Wisconsin’s wild turkey season remains open during the gun deer season, and beyond, closing Jan. 5, 2020 in zones 1-5. The other turkey hunting zones, 6 and 7, closed Nov. 22.
Tales of a first Thanksgiving often mentioned venison and wild turkey meat being prepared. Both animal species were certainly abundant then as now.
With the proper license, authorization, stamp, gun, or bow, deer hunters, and others, can pursue turkeys, but NOT with a rifle. Of course, blaze orange clothing also must be worn.
All turkeys are legal game during fall with a turkey hunting license, stamp and authorization.
Archers, crossbowers, and gun deer hunters often comment on seeing turkeys and other game, particularly from a tree stand or while stump sitting. Taking away that hunter’s rifle and providing a shotgun, heavy shot, turkey license and authorizations most hunters would be good to go. Maybe a few turkey calls, if wanted, too.
Fall turkey hunting is somewhat different than the spring season. Both males and females are legal birds. Young and older turkeys are legal, too. In many zones additional authorizations can be purchased, even now. Additional meat might be handy if there is a large gathering coming across the river and through the woods.
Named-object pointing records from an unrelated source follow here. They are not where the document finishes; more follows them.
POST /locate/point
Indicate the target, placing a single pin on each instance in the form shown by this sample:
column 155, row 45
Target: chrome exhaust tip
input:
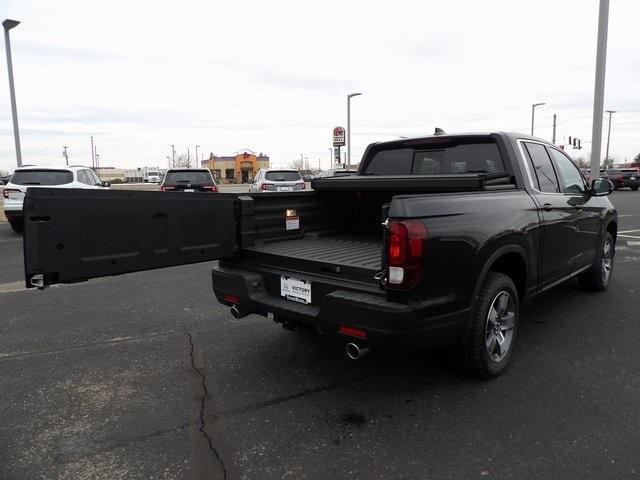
column 355, row 351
Large groups of turkeys are called rafts, or rafters. Deer come in herds, elk in gangs.
Like venison, sometimes the young birds are better eating than the large, old toms or mature hens.
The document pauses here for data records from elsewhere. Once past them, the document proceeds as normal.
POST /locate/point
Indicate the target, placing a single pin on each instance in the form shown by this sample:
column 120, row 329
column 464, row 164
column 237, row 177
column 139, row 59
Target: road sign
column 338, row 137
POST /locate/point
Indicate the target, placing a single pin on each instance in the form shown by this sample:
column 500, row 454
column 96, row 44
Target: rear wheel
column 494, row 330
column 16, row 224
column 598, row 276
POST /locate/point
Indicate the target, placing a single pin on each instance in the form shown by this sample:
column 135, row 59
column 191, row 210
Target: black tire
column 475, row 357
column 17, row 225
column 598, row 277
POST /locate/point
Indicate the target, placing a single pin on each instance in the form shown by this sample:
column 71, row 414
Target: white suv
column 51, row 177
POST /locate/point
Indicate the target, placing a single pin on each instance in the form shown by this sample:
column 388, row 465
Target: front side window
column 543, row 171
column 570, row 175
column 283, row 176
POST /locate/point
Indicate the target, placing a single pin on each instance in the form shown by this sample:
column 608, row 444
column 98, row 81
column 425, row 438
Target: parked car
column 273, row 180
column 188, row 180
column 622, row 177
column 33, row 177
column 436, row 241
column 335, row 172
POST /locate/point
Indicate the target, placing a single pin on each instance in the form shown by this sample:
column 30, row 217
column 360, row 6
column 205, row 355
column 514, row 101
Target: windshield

Calling works, sometimes. Decoying might, too. But a tried-and-true, sit-and-wait method is what got us to this point of considering turkey hunting in the first place.
The worst thing that may happen is a deer would walk past the hunting blind or stand and you’ll be anxious to get back to deer hunting.
Season Snippet: Backtags were required while hunting deer started in 1942 and discontinued in 2015. In 1967, turkey hunting backtags were issued as part of the turkey hunting license packet.